NATUNA, harianmetropolitan.co.id- Ratusan warga Desa Sepempang menyatakan penolakan terhadap rencana masuknya Perusahaan Daerah Air Minum (PDAM) untuk mengambil alih pengelolaan air bersih di wilayah mereka. Penolakan tersebut ditegaskan langsung oleh Kepala Desa Sepempang, Muhammad Shalihin, yang menyampaikan bahwa seluruh warga sepakat mempertahankan pengelolaan air oleh desa melalui Badan Usaha Milik Desa (BUMDes), Rabu 3 Desember 2025.
Menurut Shalihin, alasan utama warga menolak adalah masalah tarif. Jika dikelola PDAM, tarif terendah mencapai Rp80.000 per bulan, sementara pengelolaan oleh desa dan BUMDes hanya Rp10.000 per bulan.
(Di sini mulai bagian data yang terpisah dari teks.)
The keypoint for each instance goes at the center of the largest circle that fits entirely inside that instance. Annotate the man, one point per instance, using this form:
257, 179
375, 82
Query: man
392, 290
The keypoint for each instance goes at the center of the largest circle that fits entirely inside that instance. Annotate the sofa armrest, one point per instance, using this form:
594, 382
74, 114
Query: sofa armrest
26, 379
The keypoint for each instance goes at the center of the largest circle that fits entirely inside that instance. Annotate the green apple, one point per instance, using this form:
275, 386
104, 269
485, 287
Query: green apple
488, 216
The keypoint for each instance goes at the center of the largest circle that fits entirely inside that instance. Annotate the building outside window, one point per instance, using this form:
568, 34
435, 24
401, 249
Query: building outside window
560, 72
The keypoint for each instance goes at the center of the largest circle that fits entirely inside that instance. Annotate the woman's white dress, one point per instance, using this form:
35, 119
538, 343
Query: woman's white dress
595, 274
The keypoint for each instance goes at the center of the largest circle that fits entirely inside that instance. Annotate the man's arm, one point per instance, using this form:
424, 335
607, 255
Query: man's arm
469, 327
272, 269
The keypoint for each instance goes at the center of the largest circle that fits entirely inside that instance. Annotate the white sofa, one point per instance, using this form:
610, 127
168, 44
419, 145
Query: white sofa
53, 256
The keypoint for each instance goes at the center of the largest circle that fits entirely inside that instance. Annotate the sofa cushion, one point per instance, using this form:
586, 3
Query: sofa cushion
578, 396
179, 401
“Semua warga menolak pengelolaan air bersih oleh PDAM. Tarif PDAM paling rendah Rp80.000, sedangkan tarif desa hanya Rp10.000. Ini sangat jauh berbeda dan memberatkan masyarakat,” jelasnya.
Selain persoalan tarif, pemerintah desa juga menilai bahwa menyerahkan pengelolaan kepada PDAM akan berdampak pada hilangnya pendapatan asli desa (PADes) dari sektor air bersih. Selama ini, BUMDes Sepempang mampu mengelola sumber air secara maksimal dan dianggap memberikan manfaat langsung bagi masyarakat.
“Kami khawatir pendapatan asli desa akan hilang bila pengelolaan dialihkan. Prinsip kami, Desa Sepempang mampu mengelola air bersih secara mandiri melalui BUMDes. Selama ini pengelolaan berjalan baik, warga merasa cukup dan nyaman,” tegas Shalihin.
Pemerintah Desa Sepempang bersama warga berkomitmen mempertahankan sistem yang sudah berjalan, sembari berharap pemerintah daerah memberikan ruang bagi desa untuk terus mengelola potensi air bersih secara mandiri tanpa intervensi pihak luar.